Then when Gary was leaving, Eddie gave him a video camera and said so you don’t have to worry about writing, you can just tape on this and send the disk home.
Ciaran’s stories about Mum
And now, packing up a care box. He got the idea from Ciaran, who has himself become a wonderful Mr. Fixit for other people. Ciaran was telling Ryan about the packages his mother used to send him from Ireland when he was in the Navy. Ciaran’s story was part of his effort to get Ryan to cut the apron strings and go to university in Glasgow.
Ryan wants to go but doesn’t want to leave his poor mother all on her own. (I wonder when Ryan last looked at his mother, really really looked at her.) Ciaran, with his iffy plan to move to Glasgow, may have an ulterior motive for encouraging Ryan to leave home, but I think he genuinely wants the boy-man to take the opportunity that’s on offer.

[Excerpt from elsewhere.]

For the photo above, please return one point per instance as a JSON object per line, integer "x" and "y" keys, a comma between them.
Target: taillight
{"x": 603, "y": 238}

Glasgow University is where he really wants to go, and his mother will be just fine.
So to illustrate his point about being able to live away from mother yet still be connected, Ciaran talked about how much he and his mates appreciated the care packages he received from his mum in Ireland. Eddie hears this, and so begins preparing his own for Gary.
The added bonus of this care box is that Anna will have something positive to do for her son. Since he left, she’s just been mourning. Watching news reports about the war, listening on earphones while she’s supposed to be working. Her whole focus has become Afghanistan and what is happening there. This is understandable, but not a great situation in which to bring a new child. They have been approved for adoption and if a child is placed with them, Anna cannot be totally absorbed in what’s happening with her other child.
So Eddie’s care package has given Anna a new focus. She took it to repack properly. Now she can busy herself knitting socks and packing cookies for the lads overseas. That is something in which a new child may participate and can understand.
Jack’s care packages
And Jack is handing out his own care packages – cash to Tyrone and Molly, theatre tickets to Sally, even a mystery red rose delivered to Julie. Thursday we found out why: he’s dying. I can’t bear to think about it. Can’t write about that, not yet. If knitting socks would keep Jack alive and Bill Tarmey on the show, I’d knit a pile higher than Blackpool Tower.